Sulla Collaborazione nella Comunità Dzogchen

Estratto da un discorso di Chögyal Namkhai Norbu il 6 aprile 1994, Bermagui, Australia

Vorrei dire due parole sulla nostra Comunità. Comunità significa praticanti. Praticanti significa persone che vivono nella stessa trasmissione, nella stessa barca, che viaggiano verso la realizzazione nello stesso modo. Ciò significa che dobbiamo sapere come collaborare gli uni con gli altri perché se non sappiamo come collaborare, o se non collaboriamo bene, possiamo avere problemi con la trasmissione e con le Guardie. Quindi cerchiamo di essere consapevoli.

Abbiamo anche la responsabilità dell’Insegnamento e della trasmissione. Non è solo responsabilità del Maestro. La gente pensa sempre che la trasmissione e l’insegnamento siano curati dai Maestri. Ma cos’è veramente un Maestro? Io sono un praticante. Adesso sei uno studente, ma forse domani sarai anche un Maestro. Anche tu sei sulla via e hai questa responsabilità. Per questo motivo, noi praticanti collaboriamo tra noi e questo si chiama comunità.

Comunità significa: se una barca sta attraversando un fiume molto grande e se non c’erano altri mezzi per attraversare quel fiume, allora tutti in quella barca formano una specie di comunità. La comunità è sulla barca per oltrepassare il fiume, ma se creiamo problemi a bordo non stiamo collaborando e quindi non possiamo arrivare sani e salvi all’altra sponda.

Dunque, per i praticanti è molto importante collaborare. Ciò significa anche che per le persone della Comunità Dzogchen che si trovano in luoghi diversi, è molto importante collaborare tra loro. Non è sempre necessario essere in un posto. Ci sono molti modi per collaborare. I Centri con un sistema gerarchico hanno un centro numero uno, e quindi numeri di rango inferiore due, tre, quattro, ecc.; e si inviano reciprocamente note comunicazioni formali e simili. Questo sistema non corrisponde realmente al principio degli insegnamenti Dzogchen, noi non facciamo in questo modo, ma vogliamo collaborare. Quindi, se stiamo davvero viaggiando verso la realizzazione e abbiamo bisogno di questa collaborazione fino alla realizzazione totale, allora dobbiamo continuare e trovare una soluzione.

Sento che la collaborazione è molto importante, perché senza di essa, non c’è modo di continuare la Comunità Dzogchen, gli Insegnamenti e la trasmissione. La continuazione della Comunità Dzogchen non significa solo gruppi di persone nei centri che si incontrano per alcuni giorni, e poi tutti scompaiono. Questo non è il principio. Il principio è la trasmissione.

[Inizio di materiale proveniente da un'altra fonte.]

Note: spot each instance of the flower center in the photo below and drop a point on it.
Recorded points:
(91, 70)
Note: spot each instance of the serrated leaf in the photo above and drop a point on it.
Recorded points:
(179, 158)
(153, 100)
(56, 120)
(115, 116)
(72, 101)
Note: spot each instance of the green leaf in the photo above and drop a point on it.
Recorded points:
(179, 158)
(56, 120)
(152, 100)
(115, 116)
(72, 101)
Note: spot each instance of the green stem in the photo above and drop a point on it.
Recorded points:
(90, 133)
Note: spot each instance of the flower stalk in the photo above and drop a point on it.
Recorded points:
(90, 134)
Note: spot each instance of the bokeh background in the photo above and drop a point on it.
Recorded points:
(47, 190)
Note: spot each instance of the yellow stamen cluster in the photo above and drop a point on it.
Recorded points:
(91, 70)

Durante un ritiro spiego ogni giorno, trasmetto mantra, metodi, ecc. Allora cosa fate? Praticate questi metodi e li applicate. Per usare ciò che avete imparato, avete bisogno anche delle circostanze e delle possibilità. Non potete fare tutte le pratiche ovunque. Una pratica come il “Guru Yoga della A Bianca” la potete fare in qualsiasi momento, andando al lavoro o a casa vostra.

Ma per avere realizzazione o un beneficio concreto nella nostra vita, non è sufficiente fare di tanto in tanto la A bianca e rimanere in questa presenza qualche minuto. Dovete fare di più. Anche se forse al momento non ne avete l’opportunità, forse un giorno l’avrete. Se un giorno ne avrete la possibilità, cosa farete? Dove andrete? In che modo vi eserciterete e svilupperete le vostre conoscenze e la vostra comprensione?

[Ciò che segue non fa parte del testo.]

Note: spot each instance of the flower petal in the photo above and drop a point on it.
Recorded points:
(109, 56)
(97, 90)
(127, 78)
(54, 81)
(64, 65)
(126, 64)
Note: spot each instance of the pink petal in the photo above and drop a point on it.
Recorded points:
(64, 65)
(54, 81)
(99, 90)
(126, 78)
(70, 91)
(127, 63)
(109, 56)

Per questo abbiamo bisogno delle giuste circostanze. Ecco perché sto cercando di creare diversi Gars della Comunità Dzogchen. Gar significa un luogo principale per le riunioni e per l’applicazione delle pratiche. In ogni caso, penso che sia importante che le persone veramente interessate all’Insegnamento abbiano un piccolo pezzo di terra. Quando c’è terra, si può avere un Gar. Possiamo anche fare cose come l’addestramento del Santi Maha Sangha nel Gar. Allora la Comunità diventa qualcosa di più vivo e concreto. Penso che sia importante per tutti coloro che sono interessati all’Insegnamento. Certo, se qualcuno ascolta un po’ l’Insegnamento e poi torna a casa e vive solo in modo personale senza desiderare un contatto continuo, una tale persona ha troppo poco impegno per un progetto di questo tipo. Tuttavia, è importante che le persone della Comunità lavorino nella direzione della collaborazione.